Por supuesto, y pese a todas estas excepciones, gran parte de las mujeres nobles seguían siendo tratadas como mercancías y métodos de crianza de hijos y eran marginadas tal y como se dice de la Edad Media.
Un ejemplo claro era el matrimonio: pocas veces por amor, los matrimonios solían pactarse por razones de interés o conveniencia, como prenda de amistad para una reconciliación o como vínculo entre familias. La mujer noble estaba obligada a ser virtuosa y fiel a su marido so pena de muerte, mientras que éste se permitía una completa libertad sexual. Aquellos suficientemente adinerados para mantener concubinas le importaban poco los reproches de su mujer y las censuras de la Iglesia, e incluso muchos se enorgullecían de sus bastardos y los tenían como elementos preciados de su mesnada, recibiendo casi el mismo trato que los hijos legítimos. Además, a pesar del veto formal de la iglesia, el divorcio existía y se usaba, apelando a la disolución del matrimonio, muchas veces con cosanguinidad entre cónyuges (hasta llegar a casos como parentesco de primos en cuarto grados, ahijados del mismo padrino o hasta ahijado de un padrino e hija de éste), habiendo a veces tales cadenas de divorcios que se hacía difícil comprobar la realidad de parentesco entre ambos esposos. A veces, por el contrario, la Iglesia hacía uso de su derecho a anular un matrimonio y separaba por la fuerza –mediante amenaza de excomunión- a cónyuges con dichos lazos, como por ejemplo un tatarabuelo común.

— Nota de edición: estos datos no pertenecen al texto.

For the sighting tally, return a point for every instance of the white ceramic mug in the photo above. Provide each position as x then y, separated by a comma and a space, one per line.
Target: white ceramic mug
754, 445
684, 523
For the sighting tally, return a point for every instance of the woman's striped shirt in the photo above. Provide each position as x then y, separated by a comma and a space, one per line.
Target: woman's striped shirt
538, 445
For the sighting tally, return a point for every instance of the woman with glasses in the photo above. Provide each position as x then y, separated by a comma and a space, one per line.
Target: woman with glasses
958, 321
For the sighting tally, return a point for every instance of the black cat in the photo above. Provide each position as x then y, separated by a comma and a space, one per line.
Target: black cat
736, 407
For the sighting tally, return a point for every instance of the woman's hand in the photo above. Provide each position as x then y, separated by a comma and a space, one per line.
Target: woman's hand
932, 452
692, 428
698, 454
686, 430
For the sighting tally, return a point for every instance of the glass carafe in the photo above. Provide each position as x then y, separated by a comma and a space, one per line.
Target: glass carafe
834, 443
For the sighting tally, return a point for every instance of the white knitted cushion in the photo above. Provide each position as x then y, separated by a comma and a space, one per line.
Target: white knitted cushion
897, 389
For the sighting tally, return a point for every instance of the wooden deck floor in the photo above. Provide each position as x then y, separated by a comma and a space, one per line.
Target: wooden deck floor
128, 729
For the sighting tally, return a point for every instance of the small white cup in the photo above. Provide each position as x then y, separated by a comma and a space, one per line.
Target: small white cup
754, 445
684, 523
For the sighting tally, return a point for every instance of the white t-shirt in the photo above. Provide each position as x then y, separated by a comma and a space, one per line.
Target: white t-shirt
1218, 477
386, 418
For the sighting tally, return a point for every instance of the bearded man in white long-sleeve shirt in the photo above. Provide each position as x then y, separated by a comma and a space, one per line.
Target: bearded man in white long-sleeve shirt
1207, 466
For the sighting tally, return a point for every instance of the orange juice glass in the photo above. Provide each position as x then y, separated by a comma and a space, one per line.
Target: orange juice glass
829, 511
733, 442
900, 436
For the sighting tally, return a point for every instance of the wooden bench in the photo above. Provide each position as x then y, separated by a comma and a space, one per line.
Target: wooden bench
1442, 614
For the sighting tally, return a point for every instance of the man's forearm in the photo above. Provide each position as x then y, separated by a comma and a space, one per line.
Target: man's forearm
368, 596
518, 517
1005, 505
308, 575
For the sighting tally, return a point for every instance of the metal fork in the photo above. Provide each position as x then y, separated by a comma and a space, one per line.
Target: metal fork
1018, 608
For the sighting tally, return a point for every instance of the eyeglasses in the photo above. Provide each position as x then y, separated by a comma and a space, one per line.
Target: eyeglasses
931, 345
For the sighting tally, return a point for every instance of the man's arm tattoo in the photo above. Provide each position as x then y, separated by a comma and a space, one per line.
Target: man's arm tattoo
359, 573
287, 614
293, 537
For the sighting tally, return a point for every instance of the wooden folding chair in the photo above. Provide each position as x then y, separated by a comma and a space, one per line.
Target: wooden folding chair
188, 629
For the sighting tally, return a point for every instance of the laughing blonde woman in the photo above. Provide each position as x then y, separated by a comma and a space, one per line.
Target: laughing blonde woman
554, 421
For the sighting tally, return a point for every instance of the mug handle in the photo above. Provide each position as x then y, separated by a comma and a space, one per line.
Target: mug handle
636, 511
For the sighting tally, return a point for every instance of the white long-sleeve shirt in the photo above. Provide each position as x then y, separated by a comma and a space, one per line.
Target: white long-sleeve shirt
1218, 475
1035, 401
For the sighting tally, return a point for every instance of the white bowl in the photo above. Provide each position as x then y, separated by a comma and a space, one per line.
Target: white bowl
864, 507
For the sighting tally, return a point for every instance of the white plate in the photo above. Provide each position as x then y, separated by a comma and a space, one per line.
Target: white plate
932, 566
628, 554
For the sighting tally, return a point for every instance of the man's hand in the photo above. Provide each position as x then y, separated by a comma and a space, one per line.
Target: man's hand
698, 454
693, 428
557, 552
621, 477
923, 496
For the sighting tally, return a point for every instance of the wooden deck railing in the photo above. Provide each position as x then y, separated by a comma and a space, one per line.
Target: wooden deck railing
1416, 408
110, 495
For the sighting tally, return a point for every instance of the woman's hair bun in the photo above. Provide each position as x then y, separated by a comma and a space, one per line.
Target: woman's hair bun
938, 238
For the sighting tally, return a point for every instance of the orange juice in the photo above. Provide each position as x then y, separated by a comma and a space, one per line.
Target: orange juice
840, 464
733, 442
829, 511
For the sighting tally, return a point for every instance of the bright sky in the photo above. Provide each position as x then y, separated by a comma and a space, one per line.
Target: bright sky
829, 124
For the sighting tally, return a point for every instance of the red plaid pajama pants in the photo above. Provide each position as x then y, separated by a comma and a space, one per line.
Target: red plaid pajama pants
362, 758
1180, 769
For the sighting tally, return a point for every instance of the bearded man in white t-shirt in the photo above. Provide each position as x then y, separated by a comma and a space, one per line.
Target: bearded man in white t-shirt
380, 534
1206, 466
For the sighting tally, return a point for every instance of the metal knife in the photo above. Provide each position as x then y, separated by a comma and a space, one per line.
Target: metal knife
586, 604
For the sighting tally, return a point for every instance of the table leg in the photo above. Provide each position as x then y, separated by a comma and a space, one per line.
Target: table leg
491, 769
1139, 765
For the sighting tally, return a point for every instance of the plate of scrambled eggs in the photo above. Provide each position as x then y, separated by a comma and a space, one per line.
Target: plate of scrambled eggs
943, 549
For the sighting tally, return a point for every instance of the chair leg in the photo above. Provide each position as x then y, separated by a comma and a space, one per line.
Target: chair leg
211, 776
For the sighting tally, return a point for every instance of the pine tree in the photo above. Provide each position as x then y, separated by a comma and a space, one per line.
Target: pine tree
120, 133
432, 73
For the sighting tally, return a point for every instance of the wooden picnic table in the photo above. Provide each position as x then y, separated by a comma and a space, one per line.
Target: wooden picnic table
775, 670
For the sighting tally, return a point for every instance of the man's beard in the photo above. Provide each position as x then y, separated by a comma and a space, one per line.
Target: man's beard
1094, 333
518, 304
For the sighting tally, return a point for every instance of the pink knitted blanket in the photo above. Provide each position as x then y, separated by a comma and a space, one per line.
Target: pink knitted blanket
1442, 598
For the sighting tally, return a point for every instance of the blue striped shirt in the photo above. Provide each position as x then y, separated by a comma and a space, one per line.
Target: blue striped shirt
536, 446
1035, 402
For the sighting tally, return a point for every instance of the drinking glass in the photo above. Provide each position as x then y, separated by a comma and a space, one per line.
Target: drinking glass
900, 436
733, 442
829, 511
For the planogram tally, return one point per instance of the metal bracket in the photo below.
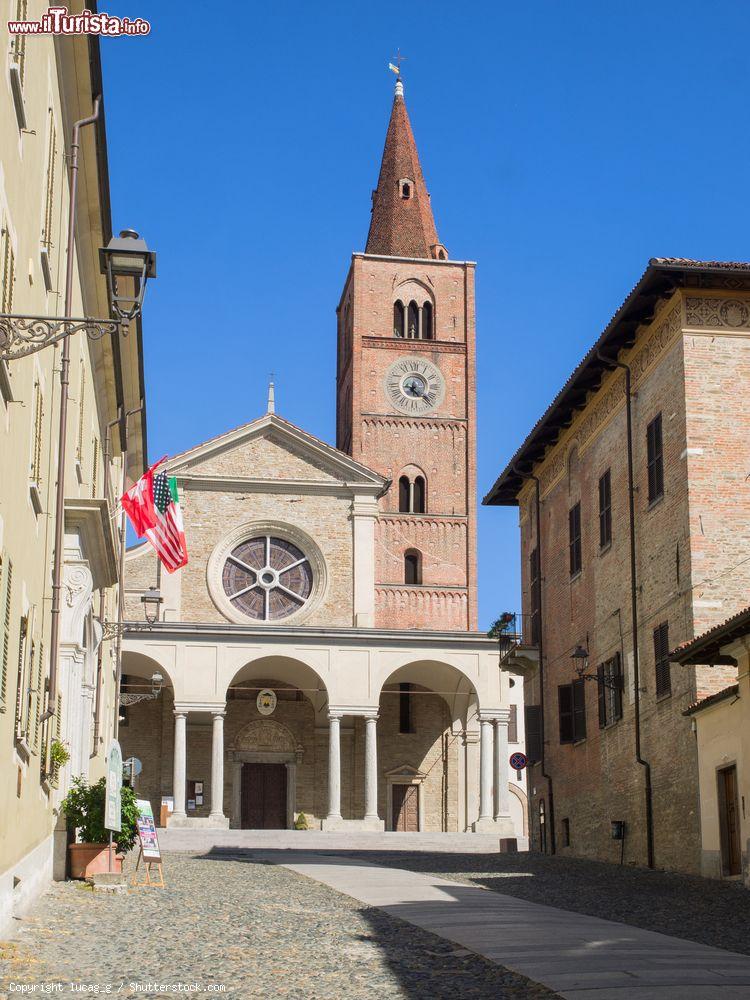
(24, 335)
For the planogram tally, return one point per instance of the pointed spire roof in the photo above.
(402, 223)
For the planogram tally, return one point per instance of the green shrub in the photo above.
(84, 809)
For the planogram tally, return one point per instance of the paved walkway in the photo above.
(578, 956)
(197, 839)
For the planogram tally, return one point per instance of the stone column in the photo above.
(217, 768)
(502, 793)
(334, 767)
(179, 774)
(485, 769)
(371, 767)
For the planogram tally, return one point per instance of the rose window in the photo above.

Sin embargo, la mujer tenía un papel privilegiado aunque poco conocido en la Europa medieval, especialmente en Francia. A medida que los primeros apellidos se iban conformando, se iban creando patriarcados y familias unidas por el apellido, y muchas veces debido a la poligamía de los hombres en diversos lugares (Francia era quizá el más notable) era la mujer quien transmitía el apellido.